Petitioner also challenged the imposition of the DPNA and termination, which did not go into effect, as well as the prohibition from offering a NATCEP for two years in its request for hearing.  RFH at 2; but see P. Br. (failing to mention the NATCEP prohibition).  To the extent Petitioner continues to challenge the prohibition, because I sustain the CMP, which is over the $13,343 threshold amount to trigger the NATCEP prohibition, I must also sustain the prohibition against conducting a NATCEP for two years.  Act § 1819(f)(2)(B), 42 U.S.C. § 1395i-3(f)(2)(B); 42 C.F.R. § 483.15(b), (f); 89 Fed. Reg. at 64,829.

V.  CONCLUSION

For the reasons set forth above, I sustain CMS’s initial determination that Petitioner was not in substantial compliance with 42 C.F.R. § 483.25(d)(1), (2), and that a $25,435 per-instance CMP is reasonable.  CMS is required by law to prohibit Petitioner from having a NATCEP for two years.

/s/

Debbie K. Nobleman Administrative Law Judge

  • 1

    CMS’s notice letter imposed a mandatory denial of payment for new admissions, and termination; however, Petitioner achieved substantial compliance before either of these remedies went into effect.  CMS Ex. 2 at 1-2.  CMS also informed Petitioner that if it had been assessed a total CMP of not less than $13,343, then it would be prohibited from offering or conducting a Nurse Aide Training and Competency Evaluation Program (NATCEP) for two years.  Id. at 4.

  • 2

    Although I lack jurisdiction to consider Petitioner’s objections under Jarkesy, the district court, which does have jurisdiction, has already addressed and rejected them.  NCRNC, LLC d/b/a Northeast Center for Rehabilitation and Brain Injury v. Kennedy, No. 1:25-cv-00607, 2026 WL 145591 (N.D.N.Y. Jan. 20, 2026).  The court concluded that Petitioner’s Seventh Amendment argument fails at the outset because there are no disputed facts for a jury to decide.  Id. at *4.  The court further held that even if factual disputes existed, the public rights exception described in Jarkesy would apply.  Id. 
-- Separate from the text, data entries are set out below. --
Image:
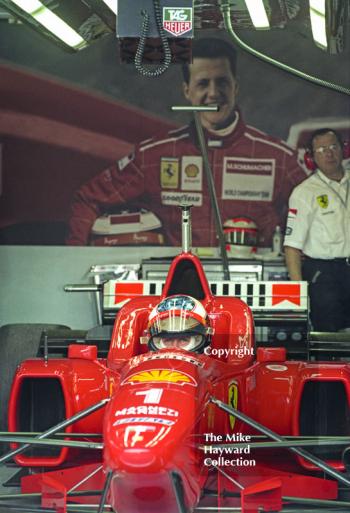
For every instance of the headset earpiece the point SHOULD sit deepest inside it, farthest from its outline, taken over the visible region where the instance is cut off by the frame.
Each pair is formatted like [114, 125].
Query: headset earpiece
[309, 161]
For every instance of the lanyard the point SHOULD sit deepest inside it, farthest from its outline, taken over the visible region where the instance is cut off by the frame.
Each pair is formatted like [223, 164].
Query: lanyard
[342, 201]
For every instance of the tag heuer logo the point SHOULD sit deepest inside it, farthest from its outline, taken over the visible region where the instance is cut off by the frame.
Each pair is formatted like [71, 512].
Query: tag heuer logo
[177, 20]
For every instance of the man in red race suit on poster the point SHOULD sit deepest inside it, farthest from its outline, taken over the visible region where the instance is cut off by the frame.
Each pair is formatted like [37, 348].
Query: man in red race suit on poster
[254, 173]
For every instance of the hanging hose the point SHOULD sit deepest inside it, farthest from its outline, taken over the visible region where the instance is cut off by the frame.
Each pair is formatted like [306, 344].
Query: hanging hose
[141, 47]
[225, 8]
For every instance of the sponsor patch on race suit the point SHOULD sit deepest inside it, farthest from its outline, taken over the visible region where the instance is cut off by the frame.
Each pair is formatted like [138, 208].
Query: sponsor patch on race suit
[191, 173]
[169, 173]
[183, 198]
[322, 200]
[123, 162]
[248, 179]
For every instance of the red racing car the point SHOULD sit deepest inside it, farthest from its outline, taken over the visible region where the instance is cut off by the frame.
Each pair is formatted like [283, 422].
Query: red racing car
[184, 415]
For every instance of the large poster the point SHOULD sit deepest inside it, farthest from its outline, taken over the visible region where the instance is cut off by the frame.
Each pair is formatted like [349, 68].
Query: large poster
[73, 169]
    The court explained Medicare is a public benefits program, a point Petitioner itself conceded, and rejected Petitioner’s attempt to recast the matter as analogous to a common law cause of action.  Id. at *5.  The court succinctly summarized: 

    the at-issue conduct is best characterized as a monetary penalty in response to noncompliance with requirements to receive federal funding:  a transaction between the government and a private party, whereby the private party receives public funds, as long as it complies with the conditions of participation.  Thus, in the absence of a viable common law analogue–even assuming there remains a triable issue of fact for a jury to decide–the public rights exception discussed in Jarkesy applies.  Id.